Kie, the youngest of the girls, married George W. Redus Dec. 24,1865. They had two sons; Louis A. (Dec. 24, 1867 - Mar. 4, 1884), and George Mathew (Aug. 13, 1869 - Dec. 5, 1891). Husband George, age 33, died in 1870. Later Kie married Dr. George Goza, a newcomer to the frontier from France, and bought the McLemore ranch. Later he built the beautiful gingerbread house that still stands on the corner of Ave. M and 21st in Hondo facing Memorial Park.

They had a daughter, Ada Pauline, (July 25, 1877 - Mar. 25, 1879). Aunt Kie was always in mourning and being a person of tradition she wore only black. She was tall and proud of her thinness yet she could work like man and handle mules, truly a rugged western individualist.

She had a one-seated buggy and drove all around. Children were afraid of her yet she dearly loved a young great-niece, Dora Mae McAnelly Faseler.

She was not a church-goer but went to camp meetings on the river to hear her brother-in-law, John Redus, sing as he had a beautiful voice.

Kie had no flair for cooking though she had fine china, linens and silverware. She would cook a large iron kettle of beans and eat them until they were gone. Invited folk were afraid to eat them after the first day. For an apron she wore a gunny sack.

She preferred to live alone and was absolutely fearless. She was never molested though she had large sums of money in her possession.
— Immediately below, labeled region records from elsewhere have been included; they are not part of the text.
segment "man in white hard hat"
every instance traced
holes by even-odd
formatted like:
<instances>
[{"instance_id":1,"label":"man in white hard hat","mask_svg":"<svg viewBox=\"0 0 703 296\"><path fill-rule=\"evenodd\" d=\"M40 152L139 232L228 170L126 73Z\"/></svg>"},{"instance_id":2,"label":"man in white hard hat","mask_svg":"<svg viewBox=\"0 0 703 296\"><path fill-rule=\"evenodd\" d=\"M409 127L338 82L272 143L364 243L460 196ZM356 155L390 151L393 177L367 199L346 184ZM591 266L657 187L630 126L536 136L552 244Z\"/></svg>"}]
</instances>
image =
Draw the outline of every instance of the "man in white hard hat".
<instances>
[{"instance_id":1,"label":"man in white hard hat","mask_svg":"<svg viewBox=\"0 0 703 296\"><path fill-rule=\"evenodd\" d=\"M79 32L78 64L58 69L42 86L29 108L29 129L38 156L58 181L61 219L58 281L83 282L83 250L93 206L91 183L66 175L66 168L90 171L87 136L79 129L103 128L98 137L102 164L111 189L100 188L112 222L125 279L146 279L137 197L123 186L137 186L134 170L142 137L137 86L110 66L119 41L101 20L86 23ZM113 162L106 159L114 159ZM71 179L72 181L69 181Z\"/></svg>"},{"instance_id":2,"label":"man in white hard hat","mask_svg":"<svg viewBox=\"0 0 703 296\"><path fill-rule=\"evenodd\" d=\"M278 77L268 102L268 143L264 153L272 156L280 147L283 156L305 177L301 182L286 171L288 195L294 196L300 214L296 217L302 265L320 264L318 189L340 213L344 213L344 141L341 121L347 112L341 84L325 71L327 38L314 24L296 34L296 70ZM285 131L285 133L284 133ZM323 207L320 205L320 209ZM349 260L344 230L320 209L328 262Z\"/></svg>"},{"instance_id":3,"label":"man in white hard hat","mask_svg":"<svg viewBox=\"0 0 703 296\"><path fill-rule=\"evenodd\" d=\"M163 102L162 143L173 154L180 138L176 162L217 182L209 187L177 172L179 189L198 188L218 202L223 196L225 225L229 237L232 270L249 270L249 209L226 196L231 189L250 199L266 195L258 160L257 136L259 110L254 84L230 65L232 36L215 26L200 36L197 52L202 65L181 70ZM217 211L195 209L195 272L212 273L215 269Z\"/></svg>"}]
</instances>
One time she went to the store and a fresh barrel of sauerkraut had come in. As she did not have a container with her and she was to tight to invest in a new one, she bought a slop jar and had if filled with the kraut. When she got home the kraut was too repulsive to eat, so she threw it out.

She was known to dig up her loved ones buried in the New Fountain Cemetery and rebury them in the San Antonio Masonic Cemetery No. 3. The story goes that she was gone two days, and no one knew where she was. She dug up her father, both husbands and her little daughter, put them in a wagon and drove all night to San Antonio. A sister asked her if she wasn't afraid and she replied, "No, George was with me."

She married two more times, but both marriages were of short duration and both ended in divorce, which was unheard of at this time.

Kie will be remembered for the cancer hole on the side of her nose which she never covered.

Three weeks before she died she drew up the longest will ever written in Medina County, most of her personal things going to the Redus side of the family and to the McLemore sisters, Pernice, Mary (the first two brides in the Methodist Church in Hondo in 1857); Laura, Sallie Redus (1839-1931) and a sister-in-law Laura B. Redus (1870-1966) in Devine.

She sold her home, went to the hospital in San Antonio and died a week later, July 26, 1918, at age 75 and was buried beside George Redus.

My husband Otis Mathew Redus, (1905- ) son of John Otis and Laura Belle Redus, was named after his father and his eccentric Aunt Kei's second son.